お互い知らない場所で、私が青くんの幸福を願ってるくらいが丁度良かったのかもしれない。

こんな身に過ぎた幸運。私ばかりが嬉しい出来事。
きっと後で帳尻合わせるように不幸がやって来る。


それでも抑えきれなかった。


「青くん……大好き」

こんな事を言って今更何になるのだろうか。でも、湧き上がる気持ちに蓋をしても、心の隙間からどんどん溢れ出てしまう。

「大好きだよ、青くん…」

ずっと伝えたかった。一度でいいから直接言いたかった。
青くんにとって何の意味を持たないと分かっても、止めれなかった。


「青くんの為なら、何でもできるよ…」

手の甲に落ちていく涙を眺めながら口にすれば、青くんが手をもう一度握った。

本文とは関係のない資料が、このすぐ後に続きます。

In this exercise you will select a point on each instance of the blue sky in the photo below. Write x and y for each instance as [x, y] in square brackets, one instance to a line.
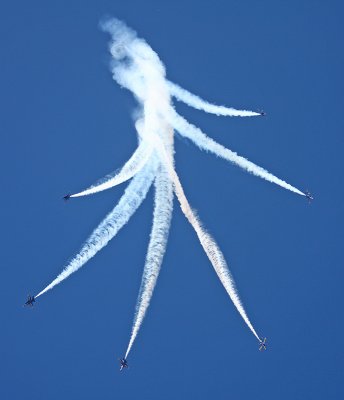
[64, 123]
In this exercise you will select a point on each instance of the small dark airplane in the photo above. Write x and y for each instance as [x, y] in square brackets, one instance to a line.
[30, 301]
[309, 196]
[262, 344]
[123, 362]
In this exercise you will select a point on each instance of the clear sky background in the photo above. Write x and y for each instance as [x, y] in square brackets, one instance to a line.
[64, 123]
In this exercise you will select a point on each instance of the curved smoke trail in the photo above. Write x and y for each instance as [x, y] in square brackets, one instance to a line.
[135, 163]
[208, 243]
[206, 143]
[196, 102]
[156, 249]
[133, 196]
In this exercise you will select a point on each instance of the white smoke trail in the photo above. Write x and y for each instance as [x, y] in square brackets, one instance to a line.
[206, 143]
[130, 168]
[208, 243]
[133, 196]
[196, 102]
[156, 249]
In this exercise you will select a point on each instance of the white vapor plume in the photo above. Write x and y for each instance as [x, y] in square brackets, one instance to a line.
[196, 102]
[133, 196]
[206, 143]
[156, 249]
[138, 68]
[130, 168]
[208, 243]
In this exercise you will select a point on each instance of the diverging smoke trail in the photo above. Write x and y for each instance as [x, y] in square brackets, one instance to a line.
[196, 102]
[133, 196]
[210, 247]
[156, 249]
[206, 143]
[135, 163]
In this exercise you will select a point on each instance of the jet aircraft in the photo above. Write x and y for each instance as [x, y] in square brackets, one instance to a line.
[309, 196]
[30, 301]
[262, 344]
[123, 362]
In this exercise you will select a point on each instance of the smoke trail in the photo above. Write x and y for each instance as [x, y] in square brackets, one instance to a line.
[206, 143]
[130, 168]
[156, 249]
[133, 196]
[196, 102]
[210, 247]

ぎゅう、と最初の時みたいに強く力を込めて。


「菜乃花」

小さく呼ばれた名前。

聞き間違えかと、驚きと期待で弾かれるように彼を見ると、その瞳には陰鬱とした翳り。

「何でもできるなんて、簡単に口に出すなよ」

「…でも、本当に…私青くんの為なら…」

私の言葉を聞いた青くんは泣き出しそうな気配の後、ごくりと唾を飲み込んで、嘲笑を浮かべた。